The average (median) last spring frost at 32°F is around May 18, from NOAA's 1991–2020 climate normals at the nearest reporting station. Roughly one year in ten the last frost is as late as May 31, so wait until then before setting out frost-tender plants if you want to be safe.
When is the first fall frost in Badger?
The average first fall frost at 32°F is around September 5. That leaves a growing season of about 110 days between the average last spring and first fall frosts.

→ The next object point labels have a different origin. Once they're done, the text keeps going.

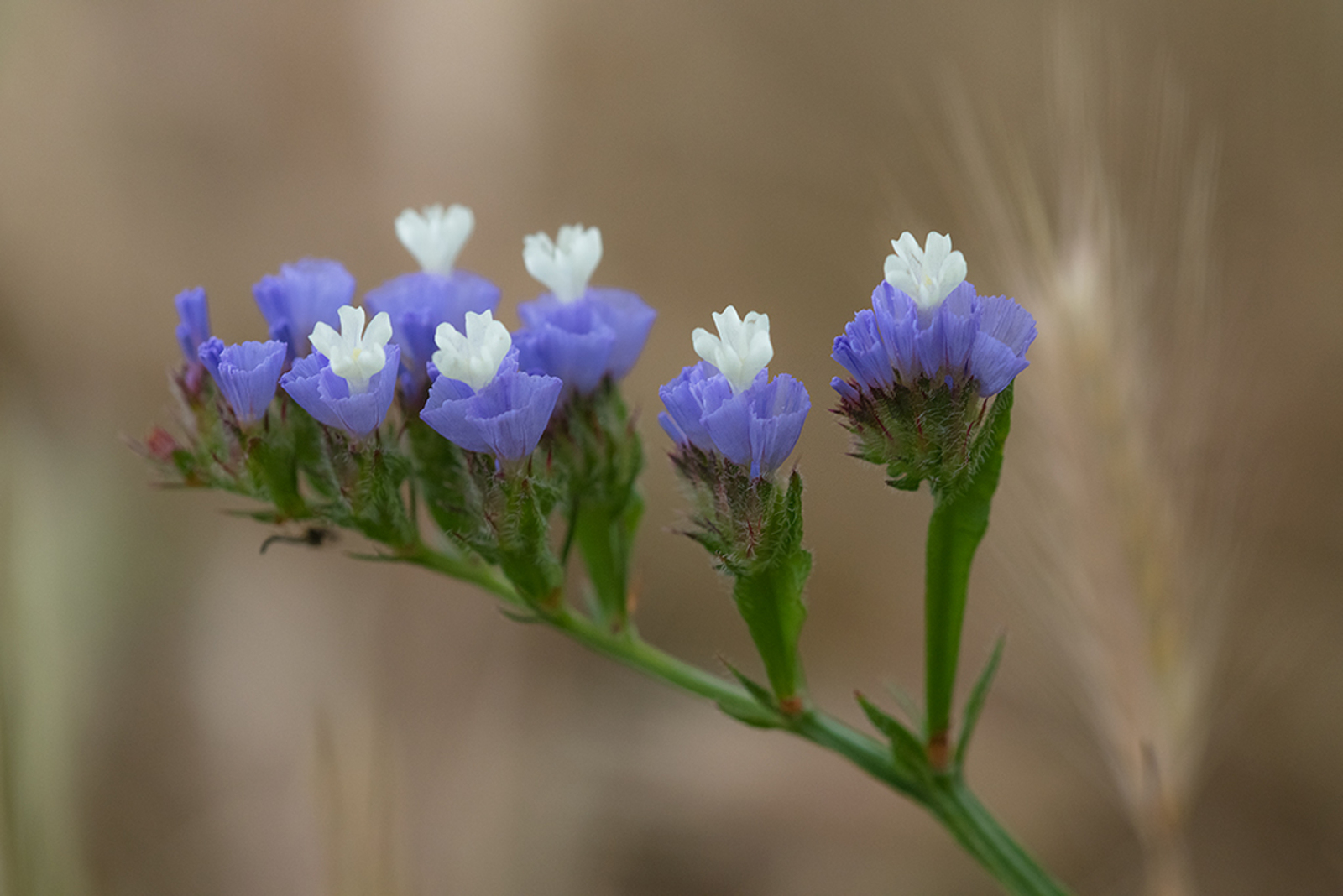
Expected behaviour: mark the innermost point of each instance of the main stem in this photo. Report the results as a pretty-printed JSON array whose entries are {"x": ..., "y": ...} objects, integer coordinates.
[{"x": 946, "y": 797}]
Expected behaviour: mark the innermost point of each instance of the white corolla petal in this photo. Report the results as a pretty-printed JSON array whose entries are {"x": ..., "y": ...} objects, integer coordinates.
[
  {"x": 436, "y": 235},
  {"x": 353, "y": 353},
  {"x": 740, "y": 351},
  {"x": 351, "y": 324},
  {"x": 476, "y": 356},
  {"x": 928, "y": 273},
  {"x": 379, "y": 329},
  {"x": 564, "y": 264},
  {"x": 324, "y": 338}
]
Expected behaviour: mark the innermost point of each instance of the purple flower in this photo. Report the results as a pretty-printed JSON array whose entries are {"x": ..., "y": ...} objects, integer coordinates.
[
  {"x": 582, "y": 341},
  {"x": 1006, "y": 331},
  {"x": 574, "y": 331},
  {"x": 504, "y": 418},
  {"x": 927, "y": 324},
  {"x": 758, "y": 427},
  {"x": 418, "y": 304},
  {"x": 300, "y": 297},
  {"x": 194, "y": 327},
  {"x": 328, "y": 399},
  {"x": 964, "y": 338},
  {"x": 245, "y": 373},
  {"x": 698, "y": 389}
]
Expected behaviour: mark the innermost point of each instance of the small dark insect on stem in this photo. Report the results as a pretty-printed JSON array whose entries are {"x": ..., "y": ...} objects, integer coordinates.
[{"x": 313, "y": 537}]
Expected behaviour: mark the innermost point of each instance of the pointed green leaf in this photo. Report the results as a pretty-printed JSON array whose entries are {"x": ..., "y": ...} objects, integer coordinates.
[
  {"x": 977, "y": 701},
  {"x": 907, "y": 748},
  {"x": 755, "y": 690},
  {"x": 911, "y": 708}
]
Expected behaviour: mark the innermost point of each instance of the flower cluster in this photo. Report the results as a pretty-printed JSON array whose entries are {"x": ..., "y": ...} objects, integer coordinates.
[
  {"x": 923, "y": 361},
  {"x": 429, "y": 337}
]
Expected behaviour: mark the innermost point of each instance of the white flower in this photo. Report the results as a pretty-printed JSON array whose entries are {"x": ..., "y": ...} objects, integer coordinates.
[
  {"x": 566, "y": 264},
  {"x": 927, "y": 275},
  {"x": 476, "y": 357},
  {"x": 355, "y": 353},
  {"x": 740, "y": 351},
  {"x": 436, "y": 237}
]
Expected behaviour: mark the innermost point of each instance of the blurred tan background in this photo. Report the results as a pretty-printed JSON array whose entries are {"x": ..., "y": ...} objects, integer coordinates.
[{"x": 183, "y": 715}]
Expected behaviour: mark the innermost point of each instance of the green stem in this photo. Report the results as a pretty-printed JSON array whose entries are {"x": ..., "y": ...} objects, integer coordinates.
[
  {"x": 467, "y": 569},
  {"x": 980, "y": 835},
  {"x": 946, "y": 797},
  {"x": 958, "y": 524}
]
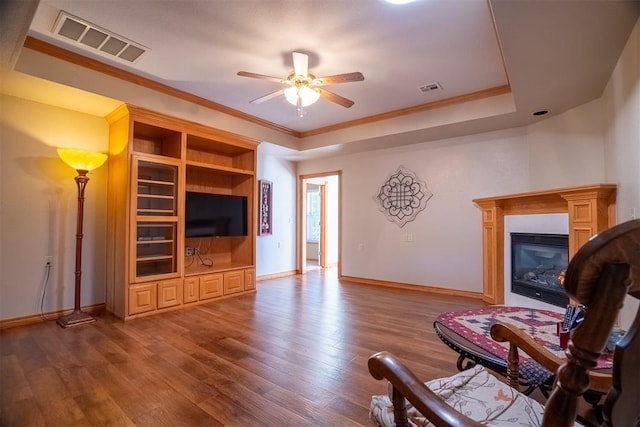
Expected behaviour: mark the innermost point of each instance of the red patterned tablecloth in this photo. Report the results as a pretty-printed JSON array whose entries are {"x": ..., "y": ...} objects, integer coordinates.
[{"x": 474, "y": 325}]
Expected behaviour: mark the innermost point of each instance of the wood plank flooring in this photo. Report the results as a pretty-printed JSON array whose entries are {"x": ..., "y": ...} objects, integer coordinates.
[{"x": 293, "y": 354}]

When should I start tomatoes in Badger?
Start tomato seeds indoors about Mar 23 – Apr 6 and transplant them outside about May 25 – Jun 1, once the danger of frost has passed. Estimated first harvest is around Jul 24 – Aug 13.
How long is the growing season in Badger?
About 110 days at the 32°F threshold (NOAA 1991–2020, median) — the span between the average last spring frost (~May 18) and the average first fall frost (~September 5). Cold-hardy crops extend usable time at both ends; frost-tender crops fit inside it.

Sources & method

Frost, freeze, growing-season, and growing-degree-day figures are NOAA NCEI U.S. Climate Normals 1991–2020 for station USC00506581 (N Pole, 3.3 km away). The hardiness zone is the USDA Plant Hardiness Zone Map 2023, matched to this location's ZIP. Planting windows are computed by counting from the average last and first frost using per-crop offsets synthesized from U.S. Cooperative Extension guides — the full method and citations are on the methodology page.